🤖 AI Summary
Long convolutional sequence models (e.g., Hyena) suffer from O(L²) time complexity during inference, severely limiting scalability for long sequences.
Method: This paper proposes the first exact-inference framework achieving quasi-linear acceleration—reducing overall complexity to O(L log²L). The core innovation lies in uncovering inherent parallelism and computational reuse in the positional mixing module, enabling a synergistic design of block-wise computation and relaxed polynomial interpolation, further enhanced by memory locality optimization and inter-layer parallelization.

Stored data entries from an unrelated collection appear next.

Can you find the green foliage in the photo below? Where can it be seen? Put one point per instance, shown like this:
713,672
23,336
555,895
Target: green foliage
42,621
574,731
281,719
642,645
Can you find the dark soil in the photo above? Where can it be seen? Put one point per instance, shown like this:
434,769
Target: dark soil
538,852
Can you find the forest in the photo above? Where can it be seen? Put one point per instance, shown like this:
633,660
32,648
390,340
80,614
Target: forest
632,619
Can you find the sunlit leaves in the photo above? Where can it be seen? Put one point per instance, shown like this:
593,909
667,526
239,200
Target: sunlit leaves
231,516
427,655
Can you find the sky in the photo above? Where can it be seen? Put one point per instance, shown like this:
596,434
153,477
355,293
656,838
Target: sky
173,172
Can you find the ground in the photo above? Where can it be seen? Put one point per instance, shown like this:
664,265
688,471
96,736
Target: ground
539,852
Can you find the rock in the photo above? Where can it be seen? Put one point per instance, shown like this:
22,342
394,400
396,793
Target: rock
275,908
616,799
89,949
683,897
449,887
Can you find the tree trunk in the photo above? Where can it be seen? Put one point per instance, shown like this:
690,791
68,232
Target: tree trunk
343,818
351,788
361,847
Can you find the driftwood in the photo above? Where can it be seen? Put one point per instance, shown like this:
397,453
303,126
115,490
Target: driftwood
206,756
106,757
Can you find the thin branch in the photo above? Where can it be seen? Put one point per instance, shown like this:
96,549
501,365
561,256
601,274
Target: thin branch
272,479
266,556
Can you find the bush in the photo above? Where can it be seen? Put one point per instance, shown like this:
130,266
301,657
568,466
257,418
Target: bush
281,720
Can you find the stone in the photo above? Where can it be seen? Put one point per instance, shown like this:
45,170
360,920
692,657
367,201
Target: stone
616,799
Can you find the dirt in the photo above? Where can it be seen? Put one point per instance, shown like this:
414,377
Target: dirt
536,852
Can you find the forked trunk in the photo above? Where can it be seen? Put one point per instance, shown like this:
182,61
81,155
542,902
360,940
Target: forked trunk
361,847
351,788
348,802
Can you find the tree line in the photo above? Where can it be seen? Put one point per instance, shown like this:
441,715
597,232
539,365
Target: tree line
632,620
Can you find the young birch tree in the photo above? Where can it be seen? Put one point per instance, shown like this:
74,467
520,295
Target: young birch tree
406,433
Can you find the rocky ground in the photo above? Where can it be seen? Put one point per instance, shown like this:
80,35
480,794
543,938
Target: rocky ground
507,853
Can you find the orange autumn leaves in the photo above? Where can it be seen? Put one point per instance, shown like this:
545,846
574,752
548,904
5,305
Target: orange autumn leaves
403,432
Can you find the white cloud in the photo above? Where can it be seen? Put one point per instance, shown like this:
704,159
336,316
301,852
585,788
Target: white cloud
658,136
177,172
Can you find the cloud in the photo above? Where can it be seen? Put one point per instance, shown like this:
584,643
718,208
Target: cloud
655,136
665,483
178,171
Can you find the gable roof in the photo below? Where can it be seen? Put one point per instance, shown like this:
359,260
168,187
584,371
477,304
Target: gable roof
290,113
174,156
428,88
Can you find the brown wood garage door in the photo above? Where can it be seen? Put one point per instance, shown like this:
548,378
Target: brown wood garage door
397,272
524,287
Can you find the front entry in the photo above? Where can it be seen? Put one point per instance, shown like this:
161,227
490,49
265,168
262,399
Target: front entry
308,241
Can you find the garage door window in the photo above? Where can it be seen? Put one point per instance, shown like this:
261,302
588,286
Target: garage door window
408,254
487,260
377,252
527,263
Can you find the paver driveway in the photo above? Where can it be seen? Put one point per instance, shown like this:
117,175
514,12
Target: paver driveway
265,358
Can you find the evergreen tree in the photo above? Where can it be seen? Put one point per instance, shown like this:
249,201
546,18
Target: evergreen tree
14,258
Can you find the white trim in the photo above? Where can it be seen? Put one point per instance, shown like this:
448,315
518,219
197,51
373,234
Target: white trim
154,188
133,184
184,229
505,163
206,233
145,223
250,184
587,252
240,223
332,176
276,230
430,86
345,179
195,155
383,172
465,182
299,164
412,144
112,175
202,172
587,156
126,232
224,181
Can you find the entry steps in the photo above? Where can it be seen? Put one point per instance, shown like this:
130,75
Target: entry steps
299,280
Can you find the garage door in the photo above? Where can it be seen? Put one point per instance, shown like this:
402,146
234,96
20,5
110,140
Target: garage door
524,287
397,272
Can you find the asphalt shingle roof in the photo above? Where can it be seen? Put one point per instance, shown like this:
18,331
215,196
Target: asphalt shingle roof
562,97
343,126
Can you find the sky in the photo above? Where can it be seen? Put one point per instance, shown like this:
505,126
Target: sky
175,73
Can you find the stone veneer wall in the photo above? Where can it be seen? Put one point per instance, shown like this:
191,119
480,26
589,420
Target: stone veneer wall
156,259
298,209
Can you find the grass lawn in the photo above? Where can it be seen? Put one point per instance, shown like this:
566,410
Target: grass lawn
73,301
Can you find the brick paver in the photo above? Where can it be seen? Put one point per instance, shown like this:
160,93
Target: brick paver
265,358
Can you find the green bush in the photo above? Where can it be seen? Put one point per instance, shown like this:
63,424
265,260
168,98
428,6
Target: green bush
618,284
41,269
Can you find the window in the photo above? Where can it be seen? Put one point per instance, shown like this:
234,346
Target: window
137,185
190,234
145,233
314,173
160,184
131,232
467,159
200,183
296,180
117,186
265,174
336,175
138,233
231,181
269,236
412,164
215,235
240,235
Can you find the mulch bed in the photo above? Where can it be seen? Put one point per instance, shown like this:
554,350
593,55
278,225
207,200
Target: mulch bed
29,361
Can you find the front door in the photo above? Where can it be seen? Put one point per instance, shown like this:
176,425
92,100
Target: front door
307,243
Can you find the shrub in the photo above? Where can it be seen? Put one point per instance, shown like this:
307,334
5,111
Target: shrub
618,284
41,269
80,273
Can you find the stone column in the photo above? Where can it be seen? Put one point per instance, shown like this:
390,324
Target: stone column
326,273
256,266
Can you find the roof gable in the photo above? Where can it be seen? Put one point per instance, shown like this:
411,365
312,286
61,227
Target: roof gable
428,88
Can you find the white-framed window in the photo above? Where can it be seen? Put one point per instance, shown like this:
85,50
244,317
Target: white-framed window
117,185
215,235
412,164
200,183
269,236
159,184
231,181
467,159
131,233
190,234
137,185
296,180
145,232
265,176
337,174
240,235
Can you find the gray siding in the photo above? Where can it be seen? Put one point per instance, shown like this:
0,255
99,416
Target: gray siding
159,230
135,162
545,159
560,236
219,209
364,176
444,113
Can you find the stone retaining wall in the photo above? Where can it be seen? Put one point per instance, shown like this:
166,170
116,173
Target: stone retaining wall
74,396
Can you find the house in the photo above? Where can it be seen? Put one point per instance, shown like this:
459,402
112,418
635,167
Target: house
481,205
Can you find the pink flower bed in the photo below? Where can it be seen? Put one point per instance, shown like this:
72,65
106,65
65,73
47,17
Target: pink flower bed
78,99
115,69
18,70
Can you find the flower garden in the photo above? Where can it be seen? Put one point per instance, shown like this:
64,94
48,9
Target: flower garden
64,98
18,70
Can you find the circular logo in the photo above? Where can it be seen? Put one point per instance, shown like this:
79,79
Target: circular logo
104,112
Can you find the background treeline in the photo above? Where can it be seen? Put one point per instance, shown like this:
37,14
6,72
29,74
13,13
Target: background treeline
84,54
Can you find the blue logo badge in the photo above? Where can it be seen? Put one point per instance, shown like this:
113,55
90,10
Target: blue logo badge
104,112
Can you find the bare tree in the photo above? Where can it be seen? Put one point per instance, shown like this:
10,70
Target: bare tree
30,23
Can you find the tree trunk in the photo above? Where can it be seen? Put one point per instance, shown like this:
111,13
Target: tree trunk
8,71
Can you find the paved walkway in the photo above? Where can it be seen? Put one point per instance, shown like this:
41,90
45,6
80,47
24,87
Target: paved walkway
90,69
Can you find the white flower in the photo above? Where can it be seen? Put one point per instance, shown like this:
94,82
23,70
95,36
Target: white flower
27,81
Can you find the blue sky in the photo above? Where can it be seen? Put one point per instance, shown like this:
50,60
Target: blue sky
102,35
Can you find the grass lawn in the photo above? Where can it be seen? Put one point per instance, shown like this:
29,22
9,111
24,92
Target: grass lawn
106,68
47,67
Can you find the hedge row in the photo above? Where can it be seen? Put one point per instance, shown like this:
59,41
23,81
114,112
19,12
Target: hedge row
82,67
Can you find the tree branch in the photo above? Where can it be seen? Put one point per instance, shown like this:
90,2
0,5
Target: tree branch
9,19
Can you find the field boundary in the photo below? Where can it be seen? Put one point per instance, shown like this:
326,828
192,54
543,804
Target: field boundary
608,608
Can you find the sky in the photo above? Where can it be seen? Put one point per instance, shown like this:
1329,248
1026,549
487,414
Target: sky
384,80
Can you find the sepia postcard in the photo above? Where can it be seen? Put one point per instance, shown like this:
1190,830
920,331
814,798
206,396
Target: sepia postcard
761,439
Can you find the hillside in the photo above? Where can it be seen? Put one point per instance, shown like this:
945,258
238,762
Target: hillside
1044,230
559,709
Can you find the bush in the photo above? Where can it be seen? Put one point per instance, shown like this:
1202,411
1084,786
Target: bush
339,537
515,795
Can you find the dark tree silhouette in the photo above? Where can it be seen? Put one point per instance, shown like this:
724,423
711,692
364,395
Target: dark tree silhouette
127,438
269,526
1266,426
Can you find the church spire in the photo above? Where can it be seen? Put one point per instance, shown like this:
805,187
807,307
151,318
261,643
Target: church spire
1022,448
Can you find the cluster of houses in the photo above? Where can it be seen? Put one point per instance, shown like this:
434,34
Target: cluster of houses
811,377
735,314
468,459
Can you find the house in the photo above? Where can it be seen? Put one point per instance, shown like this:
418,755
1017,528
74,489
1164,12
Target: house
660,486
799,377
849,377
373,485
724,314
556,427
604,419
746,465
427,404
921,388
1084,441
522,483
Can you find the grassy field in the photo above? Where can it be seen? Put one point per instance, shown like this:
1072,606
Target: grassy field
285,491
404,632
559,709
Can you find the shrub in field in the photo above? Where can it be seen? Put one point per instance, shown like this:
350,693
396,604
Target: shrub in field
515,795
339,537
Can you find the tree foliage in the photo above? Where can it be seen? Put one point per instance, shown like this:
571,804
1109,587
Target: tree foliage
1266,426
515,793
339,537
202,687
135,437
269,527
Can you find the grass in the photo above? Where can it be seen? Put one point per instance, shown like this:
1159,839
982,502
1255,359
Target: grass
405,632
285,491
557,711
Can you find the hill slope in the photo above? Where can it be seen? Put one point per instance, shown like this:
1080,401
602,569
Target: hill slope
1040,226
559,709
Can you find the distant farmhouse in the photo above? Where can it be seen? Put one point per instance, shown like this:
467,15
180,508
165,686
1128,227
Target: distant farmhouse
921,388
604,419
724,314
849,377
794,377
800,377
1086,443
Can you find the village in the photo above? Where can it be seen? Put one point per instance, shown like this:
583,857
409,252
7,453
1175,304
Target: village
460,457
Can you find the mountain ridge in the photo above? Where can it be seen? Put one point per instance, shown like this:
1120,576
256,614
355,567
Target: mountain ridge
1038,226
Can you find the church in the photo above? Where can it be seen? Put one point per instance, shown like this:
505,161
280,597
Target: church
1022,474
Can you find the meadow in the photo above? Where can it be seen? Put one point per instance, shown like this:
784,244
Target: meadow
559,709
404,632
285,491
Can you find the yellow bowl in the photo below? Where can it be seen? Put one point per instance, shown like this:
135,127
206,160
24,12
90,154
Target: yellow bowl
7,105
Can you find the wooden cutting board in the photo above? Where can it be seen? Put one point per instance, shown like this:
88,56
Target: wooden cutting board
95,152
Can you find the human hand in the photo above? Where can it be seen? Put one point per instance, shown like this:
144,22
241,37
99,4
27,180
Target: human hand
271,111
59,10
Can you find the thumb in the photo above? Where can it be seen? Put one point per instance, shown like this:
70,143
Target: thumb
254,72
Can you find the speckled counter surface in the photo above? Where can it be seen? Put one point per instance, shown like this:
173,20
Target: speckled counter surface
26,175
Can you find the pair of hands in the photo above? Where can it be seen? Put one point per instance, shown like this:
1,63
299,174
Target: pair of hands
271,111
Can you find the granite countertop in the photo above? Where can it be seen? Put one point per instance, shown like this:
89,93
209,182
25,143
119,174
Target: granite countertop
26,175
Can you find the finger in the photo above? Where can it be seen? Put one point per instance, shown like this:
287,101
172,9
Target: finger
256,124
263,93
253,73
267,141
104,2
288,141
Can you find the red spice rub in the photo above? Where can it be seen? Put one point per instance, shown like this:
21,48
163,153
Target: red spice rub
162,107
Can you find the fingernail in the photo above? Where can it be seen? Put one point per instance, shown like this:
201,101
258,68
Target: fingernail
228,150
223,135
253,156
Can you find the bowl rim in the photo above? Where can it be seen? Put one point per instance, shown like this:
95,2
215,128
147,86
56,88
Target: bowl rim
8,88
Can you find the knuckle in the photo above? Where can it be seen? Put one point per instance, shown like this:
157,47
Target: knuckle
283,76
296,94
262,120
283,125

Contribution/Results: The framework is architecture-agnostic, requires no approximation or retraining, and delivers end-to-end speedups of up to 7.8× on Hyena, with the positional mixing module alone accelerated by up to 110×. This breakthrough significantly alleviates the inference efficiency bottleneck in long-sequence modeling while preserving numerical exactness.
📝 Abstract
While transformers have been at the core of most recent advancements in sequence generative models, their computational cost remains quadratic in sequence length. Several subquadratic architectures have been proposed to address this computational issue. Some of them, including long convolution sequence models (LCSMs), such as Hyena, address this issue at training time but remain quadratic during inference. We propose a method for speeding up LCSMs'exact inference to quasilinear $O(Llog^2L)$ time, identify the key properties that make this possible, and propose a general framework that exploits these. Our approach, inspired by previous work on relaxed polynomial interpolation, is based on a tiling which helps decrease memory movement and share computation. It has the added benefit of allowing for almost complete parallelization across layers of the position-mixing part of the architecture. Empirically, we provide a proof of concept implementation for Hyena, which gets up to $7.8 imes$ end-to-end improvement over standard inference by improving $110 imes$ within the position-mixing part.